Having considered more mature versions of SAP, the utility chose the "reasonably progressive" SAP S/4HANA and utilities targeted SAP IS-U.
"If you're deploying an old version of SAP you don't get the best resources, you don't attention, you can't attract the kind of talent that you want. And not long after you deploy you're then looking down the barrel of an upgrade path," Hunt said.
"We thought, if we can satisfy ourselves around the risk profile, and we can get the right backing from SAP and we can select the right partner then we felt that the right way forward was to be reasonably progressive in our selection. Not bleeding edge, but on the progressive edge."
Work will begin with the CRM and billing engine alongside smaller back office projects, Hunt explained.
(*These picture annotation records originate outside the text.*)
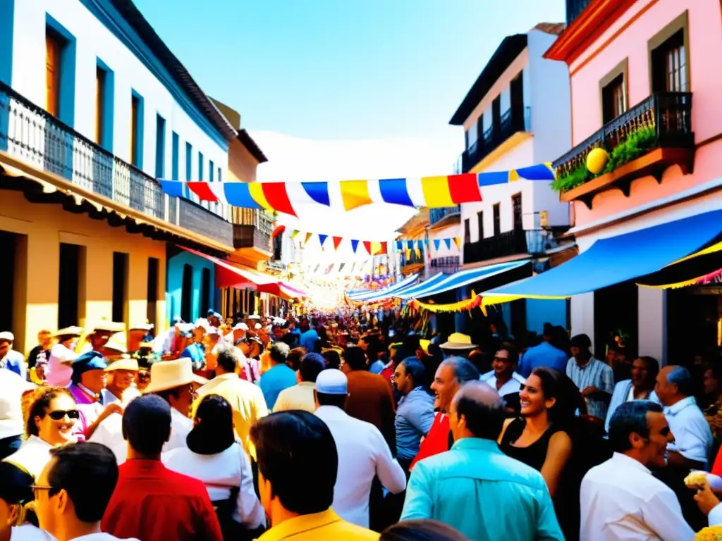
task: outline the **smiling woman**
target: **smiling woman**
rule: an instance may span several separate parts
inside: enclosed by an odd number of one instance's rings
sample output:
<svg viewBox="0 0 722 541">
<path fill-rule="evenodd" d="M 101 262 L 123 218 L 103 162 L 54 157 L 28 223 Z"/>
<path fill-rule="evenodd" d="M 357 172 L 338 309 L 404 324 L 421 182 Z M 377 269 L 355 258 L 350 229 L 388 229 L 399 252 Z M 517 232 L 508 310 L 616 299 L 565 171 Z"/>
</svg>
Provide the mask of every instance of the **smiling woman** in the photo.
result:
<svg viewBox="0 0 722 541">
<path fill-rule="evenodd" d="M 50 460 L 50 450 L 53 447 L 77 441 L 74 430 L 80 414 L 70 392 L 58 387 L 32 391 L 25 413 L 27 439 L 5 461 L 14 464 L 37 479 Z"/>
</svg>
As a statutory State Owned Corporation, Sydney Water will leverage on the GovDC marketplace.
Hunt said lessons had been learned from the utility's disastrous Customer Information Billing System implementation in 2003.
The project suffered lengthy delays, and a budget blow-out of nearly $100 million which led to a costly legal battle between Sydney Water and PricewaterhouseCoopers Consulting.
"As a business, we have learned the lessons from our failed attempt at implementing a CRM in 2003. I believe we have a robust governance framework in place and are recruiting the best talent to ensure these implementations are a success," Hunt said.
"We are delighted to partner with Sydney Water and this is very strategic engagement for us. Wipro has strong domain expertise in Water Utilities and we will draw upon global insights for Sydney Water to drive efficiencies and superior customer experience," said Arun Krishnamurthi, Wipro global head of utilities.